The St. Henry staff and consulting engineers decided to reconfigure the first aeration pond, reduce mechanical aeration run time, and add solar-powered circulation to mix the ponds thoroughly, in the process reducing odors.

High efficiency

The SolarBee technology combines solar power with long-distance, near-laminar-flow circulation to provide radial, horizontal and vertical pond mixing. The mixers help conserve dissolved oxygen by mixing and distributing oxygen-saturated surface water throughout the pond, replacing 20 to 40 hp of grid-powered aeration per unit.

The mixing efficiency means the plant can offload a large portion of its energy-intensive aeration and mixing, while significantly reducing BOD, TSS and ammonia. Near-laminar-flow circulation also minimized odor and reduced sludge buildup.

The circulation equipment is designed around pumps that can move up to 10,000 gpm, or 14.4 mgd. Because of the hydraulic design, the system needs only 36 watts to power a 1/2 hp direct-drive motor with 90 percent or higher efficiency. Three 80-watt photovoltaic panels charge an onboard battery, allowing the units to run around the clock on solar power.

Reconfiguring the treatment plant meant dividing the first 8-acre rectangular lagoon into two sections. This concentrates treatment in a small, total-mix, high-solids lagoon and essentially creates an activated sludge basin without the expense of building one, Sutter observes.

In section A of the first pond, eight aerators and one SolarBee unit concentrate the aeration and provide deeper mixing. About 800 to 1,000 mg/l of CBOD runs through the first cell, and about 100 mg/l of CBOD leaves the pond after a three-day detention time.

After the first pond, the system returns to a facultative process. During the day, the gentle and continuous mixing of the circulation unit brings nutrients to the surface, promoting the growth of algae that produce energy-free dissolved oxygen at up to 250 pounds per acre per day.

A high pH also occurs near the surface. The high-oxygen and high-pH water is continuously and thoroughly mixed throughout the pond instead of being mostly underutilized as in all-natural ponds. The higher dissolved oxygen throughout the pond helps reduce BOD by 70 to 90 percent.

Green payback

In total, seven SolarBee units and 11 aerators mix and aerate the lagoons to meet permit requirements.

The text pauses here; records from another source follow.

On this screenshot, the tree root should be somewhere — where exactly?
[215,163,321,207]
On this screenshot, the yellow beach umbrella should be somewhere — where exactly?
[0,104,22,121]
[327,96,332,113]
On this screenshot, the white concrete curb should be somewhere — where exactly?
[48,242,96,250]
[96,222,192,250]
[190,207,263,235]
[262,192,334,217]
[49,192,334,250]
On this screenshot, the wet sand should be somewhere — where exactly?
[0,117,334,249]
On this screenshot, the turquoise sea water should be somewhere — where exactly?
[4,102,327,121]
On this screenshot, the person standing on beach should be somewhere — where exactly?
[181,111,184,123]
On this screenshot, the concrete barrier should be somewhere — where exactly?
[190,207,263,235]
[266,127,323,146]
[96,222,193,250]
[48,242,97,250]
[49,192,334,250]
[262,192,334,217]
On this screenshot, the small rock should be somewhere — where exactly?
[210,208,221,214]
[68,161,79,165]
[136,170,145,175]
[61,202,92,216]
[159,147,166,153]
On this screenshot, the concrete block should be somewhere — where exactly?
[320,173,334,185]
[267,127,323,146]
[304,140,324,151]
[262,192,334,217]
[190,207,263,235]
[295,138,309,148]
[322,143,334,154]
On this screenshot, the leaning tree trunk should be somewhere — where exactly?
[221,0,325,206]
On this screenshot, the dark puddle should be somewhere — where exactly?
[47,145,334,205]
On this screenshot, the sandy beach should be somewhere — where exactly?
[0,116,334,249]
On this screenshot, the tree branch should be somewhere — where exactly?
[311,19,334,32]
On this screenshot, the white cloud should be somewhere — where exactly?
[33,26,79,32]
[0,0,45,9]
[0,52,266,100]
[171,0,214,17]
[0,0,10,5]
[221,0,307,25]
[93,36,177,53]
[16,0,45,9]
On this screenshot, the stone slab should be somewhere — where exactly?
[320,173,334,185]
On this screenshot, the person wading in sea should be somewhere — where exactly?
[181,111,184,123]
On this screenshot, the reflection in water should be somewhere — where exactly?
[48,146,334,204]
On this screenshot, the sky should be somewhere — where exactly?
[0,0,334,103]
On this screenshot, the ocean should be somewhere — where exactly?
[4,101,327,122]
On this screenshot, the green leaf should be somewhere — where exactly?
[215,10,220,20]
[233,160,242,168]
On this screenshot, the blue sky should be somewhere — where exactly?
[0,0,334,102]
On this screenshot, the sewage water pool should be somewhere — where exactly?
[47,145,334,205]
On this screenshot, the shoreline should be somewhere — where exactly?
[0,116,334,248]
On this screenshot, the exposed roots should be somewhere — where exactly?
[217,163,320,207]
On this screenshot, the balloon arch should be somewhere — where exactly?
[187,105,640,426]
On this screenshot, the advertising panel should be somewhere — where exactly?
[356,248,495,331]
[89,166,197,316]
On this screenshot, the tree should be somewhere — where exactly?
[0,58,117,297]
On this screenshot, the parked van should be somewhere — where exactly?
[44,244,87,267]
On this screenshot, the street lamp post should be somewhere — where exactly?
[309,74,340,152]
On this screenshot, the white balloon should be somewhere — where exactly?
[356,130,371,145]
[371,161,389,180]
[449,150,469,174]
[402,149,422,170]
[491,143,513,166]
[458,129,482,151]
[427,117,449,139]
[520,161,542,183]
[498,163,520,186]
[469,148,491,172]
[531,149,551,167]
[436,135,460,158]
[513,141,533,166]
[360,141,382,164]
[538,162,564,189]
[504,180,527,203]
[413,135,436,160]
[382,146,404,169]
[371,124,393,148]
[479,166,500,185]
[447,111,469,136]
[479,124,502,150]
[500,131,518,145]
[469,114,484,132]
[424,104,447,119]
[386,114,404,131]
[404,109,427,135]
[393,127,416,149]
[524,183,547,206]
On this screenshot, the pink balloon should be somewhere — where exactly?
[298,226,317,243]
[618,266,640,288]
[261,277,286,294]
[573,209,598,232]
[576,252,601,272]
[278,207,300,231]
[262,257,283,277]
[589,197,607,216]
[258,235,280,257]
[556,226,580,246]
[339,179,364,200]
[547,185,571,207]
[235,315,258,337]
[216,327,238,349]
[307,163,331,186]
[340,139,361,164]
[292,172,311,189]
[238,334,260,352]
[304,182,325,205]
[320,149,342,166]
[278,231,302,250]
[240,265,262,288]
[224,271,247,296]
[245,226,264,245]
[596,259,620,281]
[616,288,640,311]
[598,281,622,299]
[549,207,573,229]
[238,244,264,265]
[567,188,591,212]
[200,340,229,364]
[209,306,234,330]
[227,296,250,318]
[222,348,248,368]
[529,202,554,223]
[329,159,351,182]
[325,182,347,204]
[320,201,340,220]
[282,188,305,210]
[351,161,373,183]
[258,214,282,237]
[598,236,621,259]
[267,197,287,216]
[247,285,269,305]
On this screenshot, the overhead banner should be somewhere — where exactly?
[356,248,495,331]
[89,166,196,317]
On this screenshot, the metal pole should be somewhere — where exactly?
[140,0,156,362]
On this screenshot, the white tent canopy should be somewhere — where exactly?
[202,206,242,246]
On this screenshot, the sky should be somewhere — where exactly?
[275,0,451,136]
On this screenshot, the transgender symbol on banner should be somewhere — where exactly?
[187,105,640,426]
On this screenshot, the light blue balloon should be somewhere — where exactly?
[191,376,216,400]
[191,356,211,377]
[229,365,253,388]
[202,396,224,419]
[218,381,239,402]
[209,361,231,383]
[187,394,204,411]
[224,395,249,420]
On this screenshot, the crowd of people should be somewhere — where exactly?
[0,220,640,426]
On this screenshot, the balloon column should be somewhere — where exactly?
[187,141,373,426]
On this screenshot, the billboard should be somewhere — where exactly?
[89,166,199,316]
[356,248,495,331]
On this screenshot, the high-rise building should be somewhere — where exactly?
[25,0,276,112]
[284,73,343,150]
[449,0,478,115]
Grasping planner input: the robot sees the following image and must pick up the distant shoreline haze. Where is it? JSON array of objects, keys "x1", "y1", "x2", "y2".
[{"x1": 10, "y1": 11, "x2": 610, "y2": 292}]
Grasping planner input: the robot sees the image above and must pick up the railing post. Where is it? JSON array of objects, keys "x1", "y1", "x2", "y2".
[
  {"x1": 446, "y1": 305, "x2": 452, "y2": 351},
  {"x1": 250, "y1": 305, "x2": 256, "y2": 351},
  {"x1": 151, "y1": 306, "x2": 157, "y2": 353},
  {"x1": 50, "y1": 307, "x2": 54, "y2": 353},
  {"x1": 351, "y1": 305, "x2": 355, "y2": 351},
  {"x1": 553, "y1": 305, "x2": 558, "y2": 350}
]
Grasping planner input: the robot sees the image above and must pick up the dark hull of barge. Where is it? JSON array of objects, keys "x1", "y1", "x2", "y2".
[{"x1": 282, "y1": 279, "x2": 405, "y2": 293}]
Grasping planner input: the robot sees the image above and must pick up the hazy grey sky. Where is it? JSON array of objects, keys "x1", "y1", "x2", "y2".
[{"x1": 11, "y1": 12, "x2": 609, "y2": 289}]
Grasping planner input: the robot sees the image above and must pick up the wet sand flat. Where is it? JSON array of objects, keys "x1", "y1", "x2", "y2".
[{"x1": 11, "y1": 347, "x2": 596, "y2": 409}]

A newly installed fourth pond provides an additional 67 million gallons of storage.

By the time wastewater reaches the fourth pond, there is not enough carbon, ammonia or phosphorous to cause permit problems, or to support algae growth high enough to result in BOD and TSS problems. Aeration run-time has been cut by 60 percent and the utility bill by $20,000 per year.

To Sutter, that’s a green payback. “Green goes hand in hand with operational cost savings,” he says. “We’re not consuming nearly as much power as we were originally looking at. In fact, we’ve decreased our horsepower rather than increasing it, and any time we can use fewer resources, it benefits the entire community.”

With a renewed wastewater treatment system designed with an eye on holding down costs, St. Henry is prepared to accommodate population growth, host new industries, and meet stringent regulatory requirements.